Baseline characteristics of growth patterns, blood pressure, BMI and waist
circumference are collected every three months during routine controls.
Furthermore, the measurements will be linked with the anthropometric parameters
of each individual assembling a prognostic growth profile, therefore the
children will be followed during one year of treatment to evaluate the change
in height standard deviation score (SDS).

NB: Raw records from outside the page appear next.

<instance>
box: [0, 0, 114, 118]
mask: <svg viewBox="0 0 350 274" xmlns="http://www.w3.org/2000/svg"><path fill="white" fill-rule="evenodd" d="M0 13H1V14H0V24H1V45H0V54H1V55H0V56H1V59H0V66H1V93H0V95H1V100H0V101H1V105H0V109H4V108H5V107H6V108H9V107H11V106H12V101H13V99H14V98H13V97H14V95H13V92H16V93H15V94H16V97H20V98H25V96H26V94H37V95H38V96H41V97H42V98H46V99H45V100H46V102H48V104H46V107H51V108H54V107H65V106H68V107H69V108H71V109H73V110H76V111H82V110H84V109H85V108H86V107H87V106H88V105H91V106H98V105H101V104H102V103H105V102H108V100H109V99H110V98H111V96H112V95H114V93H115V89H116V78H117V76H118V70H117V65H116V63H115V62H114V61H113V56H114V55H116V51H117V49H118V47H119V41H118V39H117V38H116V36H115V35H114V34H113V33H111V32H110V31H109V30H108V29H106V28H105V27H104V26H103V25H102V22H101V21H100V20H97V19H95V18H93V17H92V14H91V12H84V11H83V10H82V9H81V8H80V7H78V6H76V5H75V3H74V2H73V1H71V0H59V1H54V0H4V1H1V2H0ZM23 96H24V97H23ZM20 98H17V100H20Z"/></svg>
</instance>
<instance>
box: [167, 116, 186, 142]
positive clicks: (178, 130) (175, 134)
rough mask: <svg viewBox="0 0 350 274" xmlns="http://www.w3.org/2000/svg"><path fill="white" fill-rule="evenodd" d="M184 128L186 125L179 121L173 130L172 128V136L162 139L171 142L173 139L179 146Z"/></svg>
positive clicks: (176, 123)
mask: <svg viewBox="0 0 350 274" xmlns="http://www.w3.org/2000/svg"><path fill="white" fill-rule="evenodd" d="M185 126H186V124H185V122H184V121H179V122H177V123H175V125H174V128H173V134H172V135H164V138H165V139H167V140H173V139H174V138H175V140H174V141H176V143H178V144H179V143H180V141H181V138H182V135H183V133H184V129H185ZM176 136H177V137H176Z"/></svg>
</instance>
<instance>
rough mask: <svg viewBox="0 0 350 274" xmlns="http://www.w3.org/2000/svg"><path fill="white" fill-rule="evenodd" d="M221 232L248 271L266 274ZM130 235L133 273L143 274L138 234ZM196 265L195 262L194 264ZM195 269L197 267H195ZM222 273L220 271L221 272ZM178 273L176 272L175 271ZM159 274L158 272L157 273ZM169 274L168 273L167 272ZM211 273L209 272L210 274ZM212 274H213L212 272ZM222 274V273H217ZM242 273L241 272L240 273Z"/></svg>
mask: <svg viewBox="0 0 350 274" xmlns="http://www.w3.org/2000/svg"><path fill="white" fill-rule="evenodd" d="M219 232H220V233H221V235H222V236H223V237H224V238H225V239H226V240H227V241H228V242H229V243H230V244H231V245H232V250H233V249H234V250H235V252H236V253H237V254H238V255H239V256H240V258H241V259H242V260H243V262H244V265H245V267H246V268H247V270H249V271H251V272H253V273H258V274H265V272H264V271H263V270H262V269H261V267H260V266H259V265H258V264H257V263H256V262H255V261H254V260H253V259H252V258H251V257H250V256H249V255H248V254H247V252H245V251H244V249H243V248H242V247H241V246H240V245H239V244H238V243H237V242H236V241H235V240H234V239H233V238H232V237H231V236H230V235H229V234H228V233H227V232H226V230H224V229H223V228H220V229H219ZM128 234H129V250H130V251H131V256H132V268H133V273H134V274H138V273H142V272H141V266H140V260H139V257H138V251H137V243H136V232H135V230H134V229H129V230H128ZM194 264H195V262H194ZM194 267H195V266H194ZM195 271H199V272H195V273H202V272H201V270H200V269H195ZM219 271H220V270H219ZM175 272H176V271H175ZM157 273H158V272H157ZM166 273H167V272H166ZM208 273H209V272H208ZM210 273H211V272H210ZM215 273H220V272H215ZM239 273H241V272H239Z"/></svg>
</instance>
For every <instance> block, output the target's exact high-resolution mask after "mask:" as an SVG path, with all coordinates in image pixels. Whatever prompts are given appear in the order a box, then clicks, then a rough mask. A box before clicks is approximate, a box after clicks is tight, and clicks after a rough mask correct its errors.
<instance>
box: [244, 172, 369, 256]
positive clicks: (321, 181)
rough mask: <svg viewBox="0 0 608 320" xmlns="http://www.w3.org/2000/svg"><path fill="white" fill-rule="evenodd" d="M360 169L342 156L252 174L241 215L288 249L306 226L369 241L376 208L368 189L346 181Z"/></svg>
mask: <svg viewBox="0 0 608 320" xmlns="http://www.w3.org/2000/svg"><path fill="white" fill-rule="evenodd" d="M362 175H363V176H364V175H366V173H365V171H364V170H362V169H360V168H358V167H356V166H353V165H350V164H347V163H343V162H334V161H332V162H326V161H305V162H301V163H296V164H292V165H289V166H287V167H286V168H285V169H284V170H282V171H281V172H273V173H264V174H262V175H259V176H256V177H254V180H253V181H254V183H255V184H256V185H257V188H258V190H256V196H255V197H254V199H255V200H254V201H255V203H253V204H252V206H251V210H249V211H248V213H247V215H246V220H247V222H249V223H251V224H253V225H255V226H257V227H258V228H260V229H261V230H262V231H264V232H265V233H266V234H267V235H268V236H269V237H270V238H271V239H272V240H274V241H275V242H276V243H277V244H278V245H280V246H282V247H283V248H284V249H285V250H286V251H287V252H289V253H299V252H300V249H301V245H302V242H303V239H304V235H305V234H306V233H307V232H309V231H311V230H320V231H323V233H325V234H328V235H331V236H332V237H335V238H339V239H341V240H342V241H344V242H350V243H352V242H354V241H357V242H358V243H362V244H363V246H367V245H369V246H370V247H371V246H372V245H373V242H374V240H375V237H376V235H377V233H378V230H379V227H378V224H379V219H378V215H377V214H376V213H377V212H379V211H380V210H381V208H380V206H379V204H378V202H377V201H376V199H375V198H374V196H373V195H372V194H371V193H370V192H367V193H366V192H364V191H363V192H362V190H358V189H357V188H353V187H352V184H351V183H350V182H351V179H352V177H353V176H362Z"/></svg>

All subjects receive recombinant human (rh)GH in accordance with international
guidelines.

Before the start of the study, subjects will be screened for underlying growth
pathology accordingly the Dutch Growth Research Foundation guidelines ,
including growth hormone test. When enrolled in the study, rhGH treatment will
be started. All visits are linked with the routine visit controls accordingly
to the guidelines, except the visit before start GH treatment and the six week
visit. Throughout these visits, routine blood controls are used for determining
metabolic risk markers, no extra blood controls are used. The total amount of
extra drawn blood would be maximum 10 ml. The risks of rhGH treatment are given
in the prescribing information, further are those of the doubly labeled water
(DLW) and Ventilated Hood (VH) method, which are none.